Tugas dakwah adalah tugas rasul sebelumnya. Dalam hal ini Allah SWT menyatakan:
“ Siapakah yang lebih baik perkataannya daripada orang yang menyeru kepada Allah, mengerjakan amal yang saleh, dan berkata: "Sesungguhnya Aku termasuk orang-orang yang menyerah diri?"(Q.S. Fushshilat/41: 33)
Kewajiban Berdakwah
Dakwah adalah kewajiban setiap muslim, baik individual maupun kolektif. Allah berfirman:
“Dan hendaklah ada di antara kamu segolongan umat yang menyeru kepada kebajikan, menyuruh kepada yang ma'ruf dan mencegah dari yang munkar; merekalah orang-orang yang beruntung”.(Q.S. Ali Imran/3: 104)
Jika min dalam ayat di atas (minkum) adalah min bayaniyah, maka dakwah menjadi kewajiban setiap orang (individual), tapi jika min itu adalah min tab’idhiyyah(menyatakan sebagian) maka dakwah menjadi kewajiban kolektif umat atau fardhu kifayah. Kedua perngertian itu dapat digunakan sekaligus. Untuk hal-hal yang mampu dilakukan secara individual (fardhu ‘ain), sedangkan untuk hal-hal yang bisa dilakukan secara kolektif, maka dakwah menjadi kewajiban kolektif (fardhu kifayah). Setiap orang wajib berdakwah, baik secara aktif maupun secara pasif. Secara pasif dalam arti diri dan kehidupannya dapat menjadi contoh hidup dari keluhuran dan keutamaan ajaran Islam.
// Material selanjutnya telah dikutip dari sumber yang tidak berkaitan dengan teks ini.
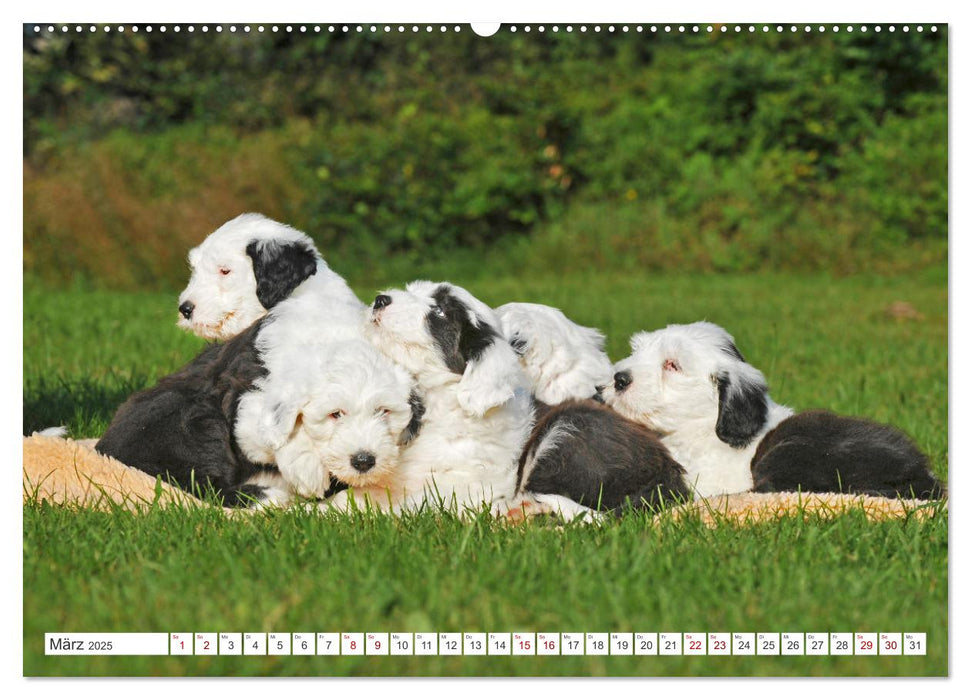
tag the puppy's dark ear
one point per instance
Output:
(742, 409)
(280, 268)
(414, 425)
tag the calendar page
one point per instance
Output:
(674, 403)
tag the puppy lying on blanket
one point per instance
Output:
(183, 428)
(245, 268)
(713, 410)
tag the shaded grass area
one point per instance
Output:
(173, 570)
(822, 342)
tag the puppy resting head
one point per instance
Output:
(690, 377)
(444, 335)
(242, 269)
(344, 411)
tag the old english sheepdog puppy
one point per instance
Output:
(589, 453)
(182, 428)
(248, 266)
(712, 408)
(562, 359)
(340, 410)
(478, 411)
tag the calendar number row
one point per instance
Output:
(491, 644)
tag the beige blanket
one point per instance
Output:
(70, 473)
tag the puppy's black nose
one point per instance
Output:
(362, 461)
(622, 380)
(186, 308)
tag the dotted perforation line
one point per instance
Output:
(415, 28)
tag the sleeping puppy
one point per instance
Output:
(562, 359)
(245, 268)
(181, 429)
(478, 412)
(337, 411)
(712, 408)
(590, 454)
(860, 457)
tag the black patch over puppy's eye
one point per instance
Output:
(279, 269)
(458, 339)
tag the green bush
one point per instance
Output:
(716, 151)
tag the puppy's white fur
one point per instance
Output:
(476, 421)
(562, 359)
(324, 404)
(674, 378)
(223, 286)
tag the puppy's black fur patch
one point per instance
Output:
(459, 341)
(280, 268)
(417, 413)
(519, 345)
(601, 458)
(182, 428)
(819, 451)
(742, 410)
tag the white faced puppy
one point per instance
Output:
(714, 413)
(339, 410)
(691, 384)
(478, 411)
(246, 267)
(563, 360)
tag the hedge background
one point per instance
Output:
(407, 154)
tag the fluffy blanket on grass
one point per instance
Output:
(70, 473)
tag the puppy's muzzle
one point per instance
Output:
(622, 380)
(186, 308)
(363, 461)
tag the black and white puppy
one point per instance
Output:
(245, 268)
(713, 410)
(478, 412)
(182, 428)
(588, 453)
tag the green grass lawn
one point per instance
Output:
(821, 342)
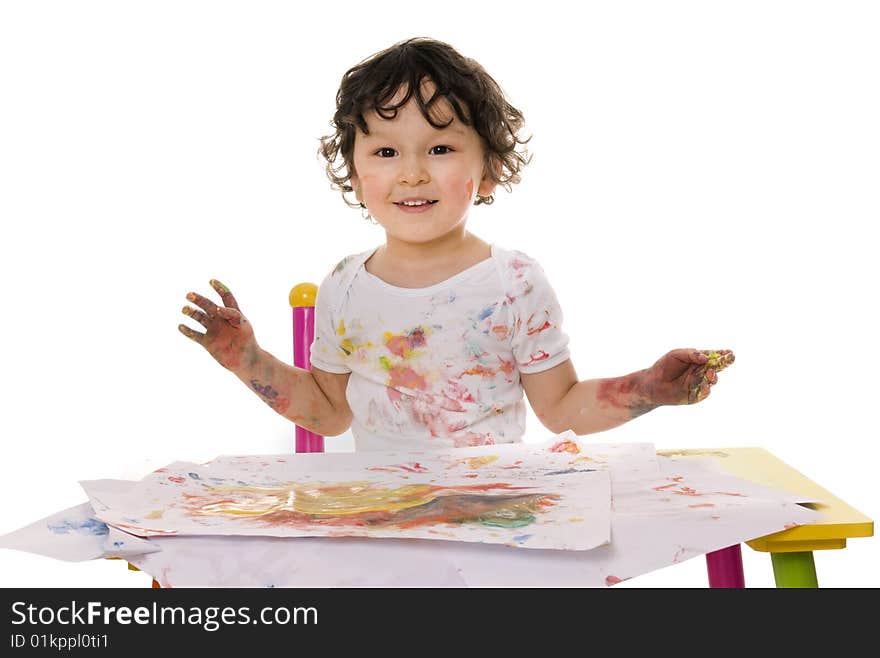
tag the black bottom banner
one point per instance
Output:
(112, 621)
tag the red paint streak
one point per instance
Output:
(402, 345)
(406, 377)
(618, 392)
(500, 331)
(506, 366)
(536, 358)
(544, 326)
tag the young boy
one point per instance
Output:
(430, 339)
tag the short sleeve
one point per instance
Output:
(537, 341)
(326, 352)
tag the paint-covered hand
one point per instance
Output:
(685, 376)
(229, 337)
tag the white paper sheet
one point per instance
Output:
(664, 511)
(519, 495)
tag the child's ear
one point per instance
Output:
(355, 185)
(487, 183)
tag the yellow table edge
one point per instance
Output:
(840, 520)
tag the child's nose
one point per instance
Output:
(413, 171)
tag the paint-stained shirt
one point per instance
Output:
(439, 366)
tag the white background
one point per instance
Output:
(705, 174)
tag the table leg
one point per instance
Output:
(794, 569)
(725, 567)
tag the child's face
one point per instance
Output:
(407, 158)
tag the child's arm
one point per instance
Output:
(561, 402)
(313, 401)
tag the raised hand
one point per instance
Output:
(685, 376)
(229, 337)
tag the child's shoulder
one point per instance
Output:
(514, 262)
(349, 264)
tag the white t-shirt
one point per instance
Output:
(439, 366)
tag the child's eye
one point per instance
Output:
(388, 152)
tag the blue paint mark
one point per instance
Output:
(571, 470)
(486, 312)
(80, 526)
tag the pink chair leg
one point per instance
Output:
(725, 567)
(303, 334)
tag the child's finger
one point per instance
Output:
(705, 389)
(231, 315)
(192, 335)
(712, 376)
(198, 316)
(204, 303)
(225, 294)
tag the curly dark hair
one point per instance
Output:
(474, 96)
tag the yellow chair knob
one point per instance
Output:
(303, 294)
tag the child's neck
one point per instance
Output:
(412, 265)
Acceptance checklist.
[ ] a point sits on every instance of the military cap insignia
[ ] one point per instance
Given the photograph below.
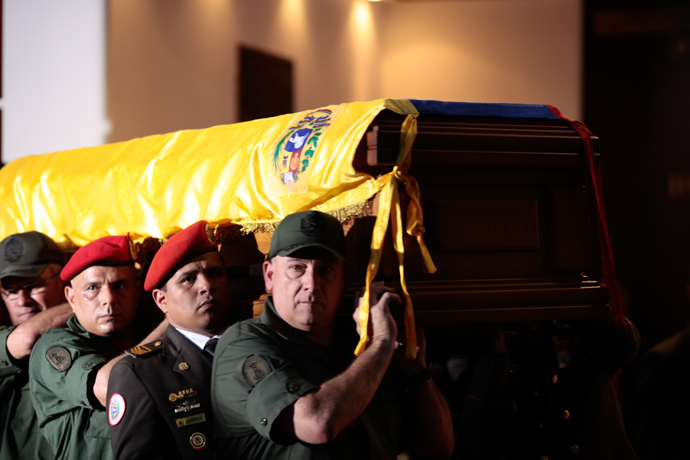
(187, 406)
(198, 441)
(59, 358)
(182, 394)
(255, 369)
(145, 351)
(116, 409)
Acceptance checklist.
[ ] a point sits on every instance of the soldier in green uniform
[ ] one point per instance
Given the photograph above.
(286, 385)
(160, 397)
(69, 368)
(34, 298)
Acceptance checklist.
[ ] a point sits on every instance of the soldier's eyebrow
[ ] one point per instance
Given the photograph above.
(186, 273)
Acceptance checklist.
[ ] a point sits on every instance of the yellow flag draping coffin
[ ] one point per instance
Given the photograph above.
(249, 174)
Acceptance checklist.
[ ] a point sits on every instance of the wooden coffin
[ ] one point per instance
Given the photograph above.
(510, 220)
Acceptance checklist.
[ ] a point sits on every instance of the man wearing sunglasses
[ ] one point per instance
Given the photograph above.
(33, 296)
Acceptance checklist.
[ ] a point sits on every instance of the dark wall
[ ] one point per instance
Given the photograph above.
(637, 100)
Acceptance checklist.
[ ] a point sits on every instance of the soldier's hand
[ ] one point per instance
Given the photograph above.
(381, 322)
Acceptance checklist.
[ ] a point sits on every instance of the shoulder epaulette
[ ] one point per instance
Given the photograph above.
(146, 350)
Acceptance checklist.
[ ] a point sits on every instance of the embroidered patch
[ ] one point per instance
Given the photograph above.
(187, 406)
(116, 409)
(182, 394)
(146, 350)
(191, 420)
(59, 358)
(255, 369)
(198, 441)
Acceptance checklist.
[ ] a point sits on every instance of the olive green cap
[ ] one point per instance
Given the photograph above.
(308, 229)
(26, 255)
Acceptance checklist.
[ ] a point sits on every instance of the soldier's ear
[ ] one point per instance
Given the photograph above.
(69, 295)
(159, 298)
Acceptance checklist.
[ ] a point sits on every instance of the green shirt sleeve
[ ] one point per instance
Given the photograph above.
(254, 381)
(60, 371)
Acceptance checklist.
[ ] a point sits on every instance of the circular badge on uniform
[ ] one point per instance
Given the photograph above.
(59, 358)
(198, 441)
(255, 369)
(116, 409)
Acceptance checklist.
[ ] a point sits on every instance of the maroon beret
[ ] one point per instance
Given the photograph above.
(108, 251)
(185, 245)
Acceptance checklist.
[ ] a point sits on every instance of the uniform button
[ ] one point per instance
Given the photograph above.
(293, 387)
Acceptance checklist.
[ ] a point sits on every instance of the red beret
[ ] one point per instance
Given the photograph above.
(108, 251)
(187, 244)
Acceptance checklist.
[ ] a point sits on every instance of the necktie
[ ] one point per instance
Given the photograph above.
(210, 346)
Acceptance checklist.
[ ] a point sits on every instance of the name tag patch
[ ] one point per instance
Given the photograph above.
(191, 420)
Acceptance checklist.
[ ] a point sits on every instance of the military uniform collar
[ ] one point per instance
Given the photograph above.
(271, 319)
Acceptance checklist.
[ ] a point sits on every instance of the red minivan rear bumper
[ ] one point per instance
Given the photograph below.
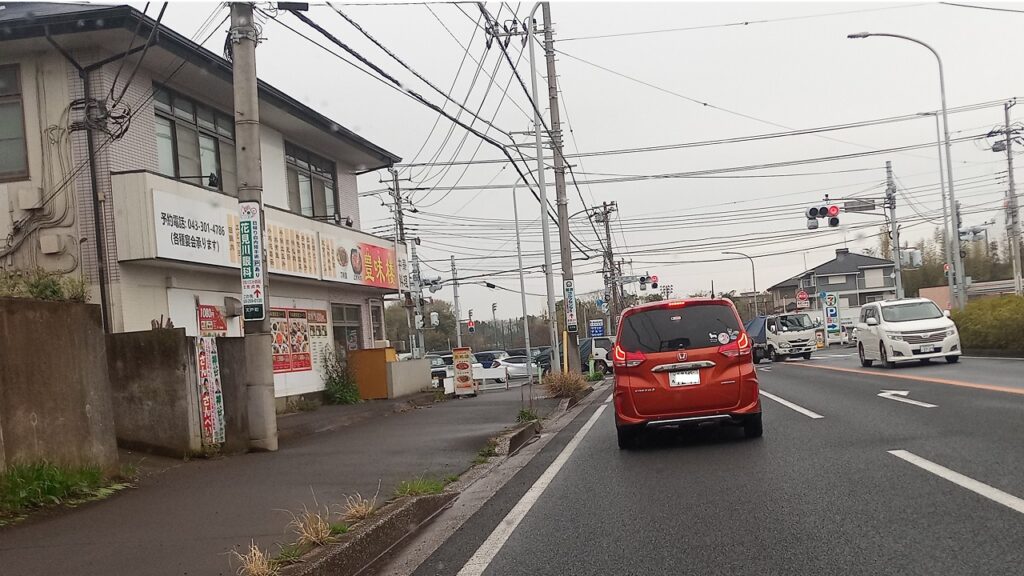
(626, 414)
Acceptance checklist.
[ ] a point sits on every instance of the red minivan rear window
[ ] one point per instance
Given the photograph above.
(695, 326)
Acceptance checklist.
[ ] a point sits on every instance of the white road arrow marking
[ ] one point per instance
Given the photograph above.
(900, 396)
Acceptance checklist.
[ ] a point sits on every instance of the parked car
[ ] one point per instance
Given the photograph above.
(683, 363)
(516, 366)
(487, 358)
(908, 329)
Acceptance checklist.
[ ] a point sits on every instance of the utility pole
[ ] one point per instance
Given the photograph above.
(258, 341)
(610, 278)
(571, 343)
(1013, 218)
(894, 227)
(399, 240)
(494, 323)
(458, 315)
(418, 300)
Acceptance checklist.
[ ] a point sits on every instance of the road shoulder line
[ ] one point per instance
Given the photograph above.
(980, 488)
(990, 387)
(792, 406)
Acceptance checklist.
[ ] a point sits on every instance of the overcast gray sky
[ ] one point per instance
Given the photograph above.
(799, 72)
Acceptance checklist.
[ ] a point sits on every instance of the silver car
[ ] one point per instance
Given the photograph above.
(516, 366)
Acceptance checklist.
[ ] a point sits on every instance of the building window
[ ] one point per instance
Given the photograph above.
(13, 151)
(195, 141)
(311, 183)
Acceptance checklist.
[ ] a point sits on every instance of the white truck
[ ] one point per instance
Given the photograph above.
(782, 335)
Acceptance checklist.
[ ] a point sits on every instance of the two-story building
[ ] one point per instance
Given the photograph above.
(856, 279)
(118, 164)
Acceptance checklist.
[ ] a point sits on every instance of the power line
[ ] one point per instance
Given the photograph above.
(738, 24)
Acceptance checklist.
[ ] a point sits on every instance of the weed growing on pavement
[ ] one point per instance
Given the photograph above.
(357, 508)
(420, 486)
(311, 526)
(291, 553)
(255, 562)
(564, 384)
(27, 487)
(525, 415)
(339, 381)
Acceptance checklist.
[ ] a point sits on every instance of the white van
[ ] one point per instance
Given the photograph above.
(908, 329)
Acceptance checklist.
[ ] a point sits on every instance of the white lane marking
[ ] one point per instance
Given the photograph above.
(900, 396)
(980, 488)
(489, 548)
(792, 406)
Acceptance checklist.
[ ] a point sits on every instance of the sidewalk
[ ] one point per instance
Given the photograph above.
(184, 519)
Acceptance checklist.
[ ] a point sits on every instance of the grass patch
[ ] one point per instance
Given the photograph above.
(255, 562)
(564, 384)
(28, 487)
(525, 415)
(420, 487)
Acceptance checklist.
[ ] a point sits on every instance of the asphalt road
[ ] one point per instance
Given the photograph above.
(816, 495)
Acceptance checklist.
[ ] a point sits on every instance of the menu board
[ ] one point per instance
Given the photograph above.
(211, 397)
(320, 337)
(291, 334)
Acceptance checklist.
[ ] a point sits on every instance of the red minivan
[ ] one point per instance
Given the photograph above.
(682, 363)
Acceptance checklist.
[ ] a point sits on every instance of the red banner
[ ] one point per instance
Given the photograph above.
(379, 266)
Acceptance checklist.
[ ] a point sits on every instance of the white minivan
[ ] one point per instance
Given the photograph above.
(908, 329)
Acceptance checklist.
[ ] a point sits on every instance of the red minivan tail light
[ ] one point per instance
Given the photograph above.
(739, 346)
(626, 359)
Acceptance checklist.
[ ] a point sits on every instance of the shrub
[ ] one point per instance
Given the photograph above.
(992, 324)
(564, 384)
(339, 381)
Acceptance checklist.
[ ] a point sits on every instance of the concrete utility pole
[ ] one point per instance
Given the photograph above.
(258, 343)
(610, 278)
(894, 227)
(458, 315)
(571, 342)
(1013, 214)
(418, 301)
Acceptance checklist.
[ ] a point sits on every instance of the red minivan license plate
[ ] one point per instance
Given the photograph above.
(684, 378)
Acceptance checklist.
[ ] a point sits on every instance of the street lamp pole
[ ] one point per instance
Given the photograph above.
(754, 279)
(960, 296)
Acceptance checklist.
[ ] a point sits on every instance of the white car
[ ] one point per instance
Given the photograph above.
(904, 330)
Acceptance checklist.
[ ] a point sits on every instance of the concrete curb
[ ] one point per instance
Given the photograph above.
(372, 538)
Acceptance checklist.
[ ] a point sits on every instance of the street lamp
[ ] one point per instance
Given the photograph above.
(754, 278)
(960, 296)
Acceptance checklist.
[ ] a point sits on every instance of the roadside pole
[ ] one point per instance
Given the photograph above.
(894, 227)
(458, 315)
(1013, 214)
(570, 341)
(255, 293)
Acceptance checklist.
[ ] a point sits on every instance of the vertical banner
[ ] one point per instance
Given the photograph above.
(298, 327)
(251, 247)
(463, 371)
(282, 343)
(320, 337)
(211, 396)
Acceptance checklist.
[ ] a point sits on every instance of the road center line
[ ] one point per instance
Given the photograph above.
(489, 548)
(792, 406)
(962, 383)
(980, 488)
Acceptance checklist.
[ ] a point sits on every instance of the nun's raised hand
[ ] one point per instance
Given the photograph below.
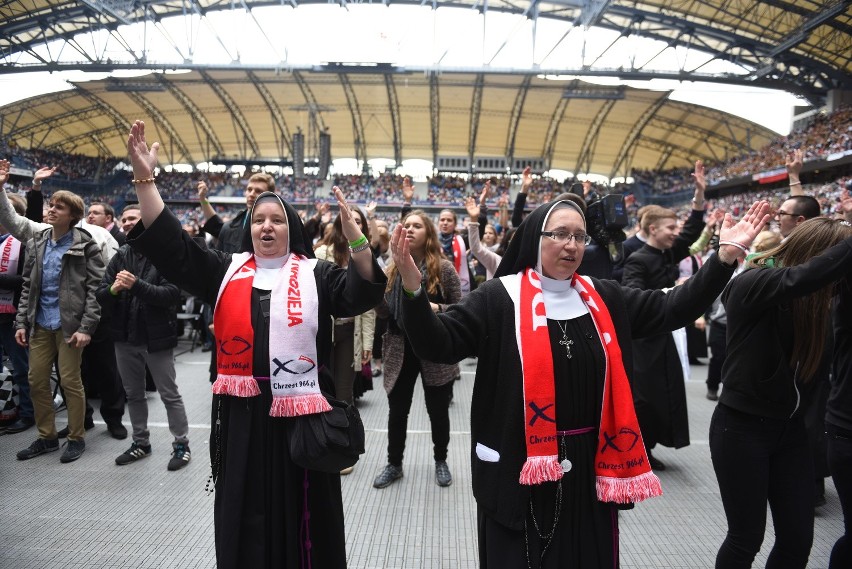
(347, 220)
(736, 238)
(142, 158)
(403, 260)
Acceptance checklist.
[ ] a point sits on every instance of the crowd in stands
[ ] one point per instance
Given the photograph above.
(824, 136)
(73, 166)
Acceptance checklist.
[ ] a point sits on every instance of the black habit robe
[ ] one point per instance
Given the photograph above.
(659, 393)
(264, 516)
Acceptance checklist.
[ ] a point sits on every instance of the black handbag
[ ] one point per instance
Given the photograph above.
(330, 441)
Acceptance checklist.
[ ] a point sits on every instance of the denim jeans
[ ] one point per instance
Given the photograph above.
(20, 360)
(760, 459)
(840, 466)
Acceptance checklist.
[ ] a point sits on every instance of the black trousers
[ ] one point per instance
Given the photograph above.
(100, 375)
(759, 459)
(399, 401)
(718, 352)
(840, 465)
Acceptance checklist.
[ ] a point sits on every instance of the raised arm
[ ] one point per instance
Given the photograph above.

Kewajiban setiap individu berdakwah, disamping dinyatakan oleh ayat di atas juga ditegaskan oleh Rasulullah SAW. Setelah menyampaikan pesan-pesan penting dan mendasar dalam Haji Wada’, Rasulullah bersabda:
Artinya: “Maka hendaklah yang menyaksikan diantara kamu menyampaikan kepada yang tidak hadi, karena boleh jadi yang hadir itu menyampaikannya kepada orang yang lebih dalam mempertahatikannya daripada sebagian yang mendengarkannya”. (H.R. Bukhari)
Dalam kesempatan lain Rasulullah SAW menegaskan:
Artinya: “Sampaikanlah yang (kamu terima) dariku, walaupun satu ayat” (H.R. Bukhari)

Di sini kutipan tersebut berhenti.